1El justo perece, pero nadie presta atención. Los hombres piadosos desaparecen,
sin que nadie discierna
que ante la maldad desaparece el justo.2Que descanse en paz, que repose en su lecho
el que lleva buen camino.3Pero vosotros, acercaos acá, hijos de bruja,
prole de adúltero y prostituta.4¿A quién hacéis burla?
¿A quién abrís la boca y sacáis la lengua?

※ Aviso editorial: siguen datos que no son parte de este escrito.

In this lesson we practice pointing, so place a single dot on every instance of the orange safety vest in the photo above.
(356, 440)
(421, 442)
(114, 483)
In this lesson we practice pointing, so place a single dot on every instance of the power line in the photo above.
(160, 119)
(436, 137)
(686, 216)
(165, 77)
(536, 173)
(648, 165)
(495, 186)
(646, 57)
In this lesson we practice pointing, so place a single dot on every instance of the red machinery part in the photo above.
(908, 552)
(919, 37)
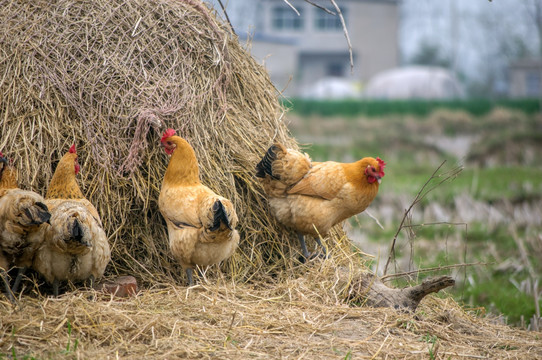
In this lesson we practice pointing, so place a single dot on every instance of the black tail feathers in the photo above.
(220, 216)
(265, 166)
(77, 231)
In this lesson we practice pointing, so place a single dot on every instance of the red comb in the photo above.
(168, 133)
(382, 165)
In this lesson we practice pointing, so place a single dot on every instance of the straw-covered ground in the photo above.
(111, 75)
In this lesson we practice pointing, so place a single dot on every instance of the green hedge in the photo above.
(374, 108)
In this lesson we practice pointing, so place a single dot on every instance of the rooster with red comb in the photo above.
(311, 197)
(201, 224)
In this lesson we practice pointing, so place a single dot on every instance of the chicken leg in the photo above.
(18, 279)
(190, 277)
(306, 254)
(4, 275)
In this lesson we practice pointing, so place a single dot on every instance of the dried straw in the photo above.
(225, 320)
(110, 75)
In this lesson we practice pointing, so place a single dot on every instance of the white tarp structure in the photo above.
(414, 82)
(332, 88)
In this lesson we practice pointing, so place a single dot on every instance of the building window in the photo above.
(327, 22)
(533, 83)
(285, 18)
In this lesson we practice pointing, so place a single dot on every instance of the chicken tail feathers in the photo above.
(220, 216)
(77, 231)
(265, 166)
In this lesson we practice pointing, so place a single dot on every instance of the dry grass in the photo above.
(289, 320)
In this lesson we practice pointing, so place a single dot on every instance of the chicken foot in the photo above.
(4, 275)
(18, 279)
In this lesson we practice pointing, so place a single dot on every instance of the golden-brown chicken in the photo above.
(201, 224)
(21, 214)
(313, 197)
(75, 246)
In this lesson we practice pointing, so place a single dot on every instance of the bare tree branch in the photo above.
(297, 12)
(321, 7)
(227, 17)
(421, 194)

¿No sois vosotros hijos de pecado, prole mentirosa,5quienes abrasados de concupiscencia entre las encinas
y bajo cualquier árbol frondoso,
inmoláis niños en los barrancos,
bajo las grietas de las rocas?6En los guijarros del torrente está tu heredad:
¡ellos, ellos son tu lote!
Incluso a ellos derramaste libaciones, presentaste ofrendas.

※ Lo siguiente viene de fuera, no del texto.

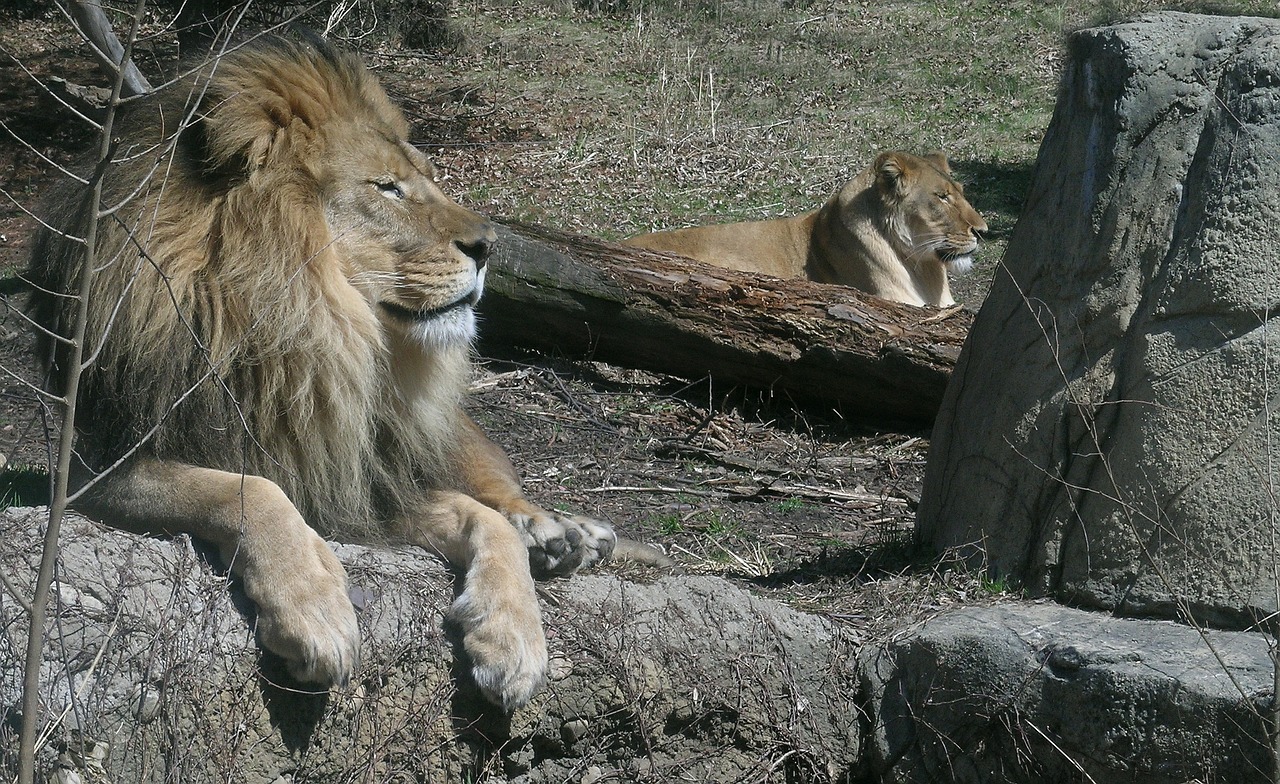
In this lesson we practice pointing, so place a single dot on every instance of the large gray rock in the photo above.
(150, 674)
(1107, 436)
(1034, 693)
(154, 662)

¿Puedo sentirme satisfecho con esto?7Sobre un monte alto y elevado pusiste tu lecho,
también subías allí para hacer sacrificios.8Detrás de la puerta y de su jamba ponías tu memorial;
lejos de mí te desnudabas y subías,
extendías tu lecho,
y hacías pacto con ellos;
amabas su lecho y mirabas la mano.9Te presentabas a Moloc con ungüento
y prodigabas tus perfumes.
Enviabas tus mensajeros bien lejos
y te abajaste hasta el sheol.10De tanto caminar te fatigabas,
pero no decías: «Es inútil».
Encontrabas de nuevo el vigor de tu mano,
y no desfallecías.11¿De quién te asustaste y temiste,
que fuiste mentirosa y no te acordaste de mí,
ni me hiciste caso?
¿Porque estoy callado desde mucho tiempo,
no me tienes miedo?12Pues Yo anunciaré tu justicia
y tus obras, que no te servirán de provecho alguno.13Cuando clames, ¡que te libre tu colección de ídolos!

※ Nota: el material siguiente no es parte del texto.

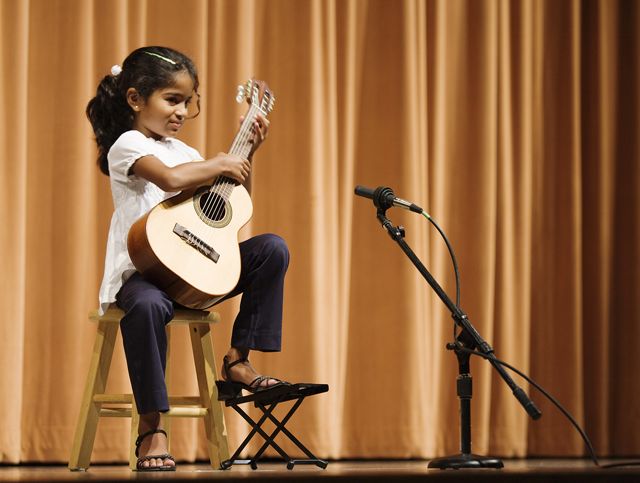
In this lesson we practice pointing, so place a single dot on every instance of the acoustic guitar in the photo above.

A todos ellos se los llevará el viento, un soplo los arrebatará.
Pero el que busca refugio en Mí heredará la tierra,
y entrará en posesión de mi monte santo.14Entonces se dirá: «¡Allanad, allanad,
preparad el camino, apartad los obstáculos del camino a mi pueblo!».15Que esto dice el Altísimo y Sublime,
el que habita eternamente y cuyo Nombre es santo:
«Habito en un lugar alto y santo,
pero también con el contrito y humilde de espíritu,
para reanimar el espíritu de los humildes
y vivificar el corazón de los contritos.16Porque Yo no quiero acusar eternamente,
ni estar siempre airado,
pues ante Mí se debilitaría el espíritu,
y las almas que Yo hice.17Por culpa de su avaricia me airé y lo golpeé,
escondí mi rostro y me indigné,
pero él siguió rebelde por el camino de su corazón.18He visto sus caminos, pero lo sanaré, lo guiaré,
y le daré consuelo a él y a los que se duelen con él,19y haré brotar en sus labios un himno: “Paz,
paz, al que está lejos y al que está cerca” —dice el Señor—.
Yo lo sanaré».20Pero los impíos serán como el mar agitado,
que no puede calmarse,
y cuyas olas remueven barro y fango.21No hay paz para los impíos —dice mi Dios—.